Keker & Van Nest Wins Jury Verdict for Paramedics Plus

San Francisco Business Times
06/28/2013

A legal squabble between two emergency transport services firms over a county 911 contract ended in victory in Alameda Superior Court last Friday for contract holder Paramedics Plus, its attorneys say.

Paramedics Plus, which won a competitive bidding process in mid-2010 to provide emergency 911 transport services in Alameda County only to get slapped with a lawsuit by former contract holder American Medical Response, won a jury verdict last week and secured its rights to the current contract.

AMR lost the Alameda County gig to Paramedics Plus three years ago, but accused its rival of violating the state's predatory pricing law, according to Keker & Van Nest, Paramedics' San Francisco-based law firm.

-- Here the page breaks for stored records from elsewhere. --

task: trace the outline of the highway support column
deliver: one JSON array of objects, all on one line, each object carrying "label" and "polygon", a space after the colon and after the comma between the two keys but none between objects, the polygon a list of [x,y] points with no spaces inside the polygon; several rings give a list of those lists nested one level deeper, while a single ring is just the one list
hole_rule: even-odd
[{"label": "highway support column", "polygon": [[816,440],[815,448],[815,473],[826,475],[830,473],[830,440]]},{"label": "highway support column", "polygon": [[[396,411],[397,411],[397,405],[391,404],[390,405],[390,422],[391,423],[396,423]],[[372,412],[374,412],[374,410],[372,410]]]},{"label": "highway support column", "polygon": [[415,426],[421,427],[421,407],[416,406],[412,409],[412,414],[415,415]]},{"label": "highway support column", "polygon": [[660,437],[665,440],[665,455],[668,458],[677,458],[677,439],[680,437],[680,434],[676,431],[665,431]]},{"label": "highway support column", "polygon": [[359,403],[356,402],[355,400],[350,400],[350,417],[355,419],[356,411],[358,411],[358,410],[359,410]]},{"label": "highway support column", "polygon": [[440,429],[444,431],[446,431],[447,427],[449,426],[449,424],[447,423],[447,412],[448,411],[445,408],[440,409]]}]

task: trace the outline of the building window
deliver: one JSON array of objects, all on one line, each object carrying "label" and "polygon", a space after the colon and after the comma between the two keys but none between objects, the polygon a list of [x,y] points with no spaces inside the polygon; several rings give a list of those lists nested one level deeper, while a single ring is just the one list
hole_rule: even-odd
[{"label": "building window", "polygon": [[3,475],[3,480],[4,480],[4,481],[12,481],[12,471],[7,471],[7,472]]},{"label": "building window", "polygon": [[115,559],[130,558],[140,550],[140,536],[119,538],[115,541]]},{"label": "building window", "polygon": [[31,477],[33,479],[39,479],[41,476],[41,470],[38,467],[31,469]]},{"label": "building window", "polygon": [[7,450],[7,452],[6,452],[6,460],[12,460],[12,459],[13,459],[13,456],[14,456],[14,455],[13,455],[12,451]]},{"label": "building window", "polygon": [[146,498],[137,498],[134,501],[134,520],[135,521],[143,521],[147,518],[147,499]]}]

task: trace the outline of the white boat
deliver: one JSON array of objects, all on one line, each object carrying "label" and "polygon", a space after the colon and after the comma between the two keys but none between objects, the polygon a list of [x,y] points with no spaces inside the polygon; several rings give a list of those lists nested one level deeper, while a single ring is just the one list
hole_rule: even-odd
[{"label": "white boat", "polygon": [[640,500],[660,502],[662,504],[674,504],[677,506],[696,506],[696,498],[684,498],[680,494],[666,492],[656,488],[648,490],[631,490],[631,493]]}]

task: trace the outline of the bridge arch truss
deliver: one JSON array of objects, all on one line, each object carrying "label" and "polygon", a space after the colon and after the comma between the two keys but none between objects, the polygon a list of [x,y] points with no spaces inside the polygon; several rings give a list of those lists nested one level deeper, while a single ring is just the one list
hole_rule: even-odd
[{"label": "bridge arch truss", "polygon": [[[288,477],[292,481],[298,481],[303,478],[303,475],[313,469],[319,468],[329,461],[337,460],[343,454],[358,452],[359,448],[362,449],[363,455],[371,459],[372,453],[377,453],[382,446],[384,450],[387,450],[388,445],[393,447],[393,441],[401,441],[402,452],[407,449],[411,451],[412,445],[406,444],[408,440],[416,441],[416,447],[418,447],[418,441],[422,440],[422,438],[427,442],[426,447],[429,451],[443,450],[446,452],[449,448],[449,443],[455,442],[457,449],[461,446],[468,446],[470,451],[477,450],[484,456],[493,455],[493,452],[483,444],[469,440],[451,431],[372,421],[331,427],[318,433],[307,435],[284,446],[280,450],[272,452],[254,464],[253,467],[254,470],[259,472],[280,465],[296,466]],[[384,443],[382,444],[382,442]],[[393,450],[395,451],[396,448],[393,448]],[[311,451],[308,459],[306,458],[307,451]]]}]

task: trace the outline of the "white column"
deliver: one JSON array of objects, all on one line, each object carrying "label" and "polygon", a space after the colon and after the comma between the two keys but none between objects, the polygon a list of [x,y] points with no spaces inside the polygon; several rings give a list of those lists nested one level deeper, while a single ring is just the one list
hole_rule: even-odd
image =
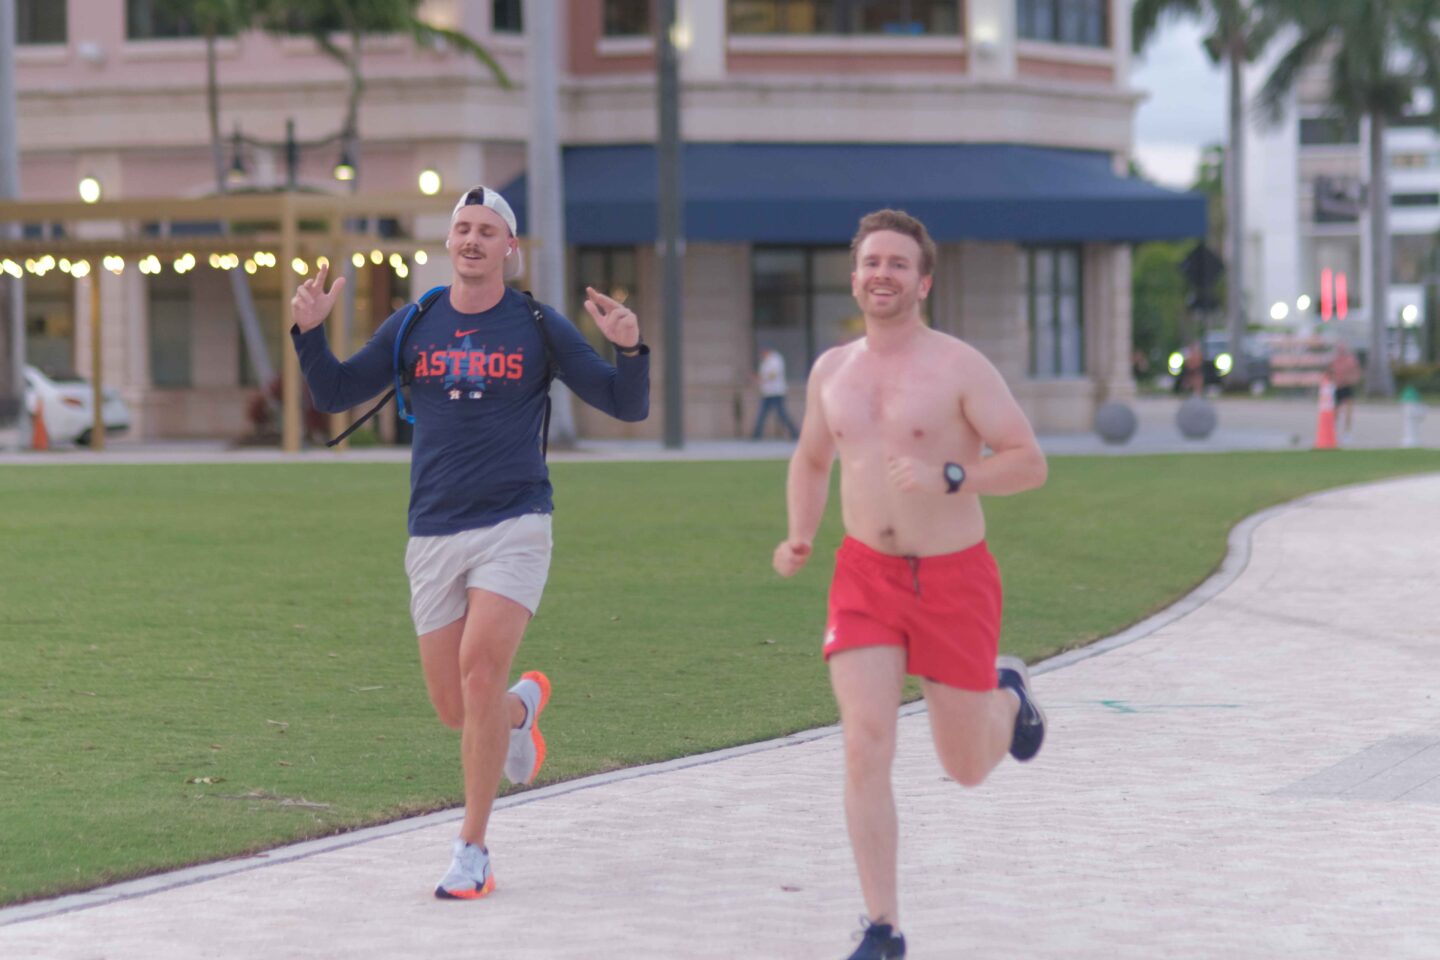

The jury verdict, announced June 19, was 12-0 in favor of Paramedics Plus, Keker & Nest said, which resulted in the lawsuit's dismissal.

Ron Cunningham, an AMR spokesman, confirmed the basic facts of the case, but said the company had no comment on whether it plans to appeal the verdict. "We consider this to be ongoing litigation," he told the San Francisco Business Times on June 28, "and we typically do not comment on ongoing litigation."

Christa Anderson, the Keker & Van Nest partner who served as lead counsel for Paramedics Plus, said the case was unusual in that AMR allegedly used California's predatory pricing law "for the opposite of its intent, which is to preserve healthy competition by protecting smaller companies from larger rivals."

AMR has nearly 16,500 employees, compared to about 1,900 for Paramedics Plus, its lawyers said in a June 26 statement to the San Francisco Business Times.

Paramedics Plus, based in Tyler, Texas, is a subsidiary of the East Texas Medical Center Regional Healthcare System. It operates 239 ambulances and has contracts in Oklahoma City, Tulsa, Pinellas County, Fla., and Fort Wayne, Ind., according to a June 25 statement by the company.

"It's unfortunate that AMR chose to pursue their groundless claims in court resulting in wasted time and resources for all involved," Paramedics Plus President Ron Schwartz said in a statement.

AMR, based in Greenwood Village, Colo., provides emergency medical transport service in San Francisco and elsewhere in the region, where it employs about 80 paramedics and EMTs, and handles approximately 16,800 transports annually.

It's pretty clear why Alameda County went with Paramedics Plus, according to an Oct. 26, 2011 article in the East Bay Express. It said Paramedics Plus projected its annual charges to the county would be about $160 million, compared to projected costs of more than twice that much –-- $333 million – by AMR.

AMR naturally disputed those numbers, the Express reported at the time, calling Paramedics' estimates "bogus."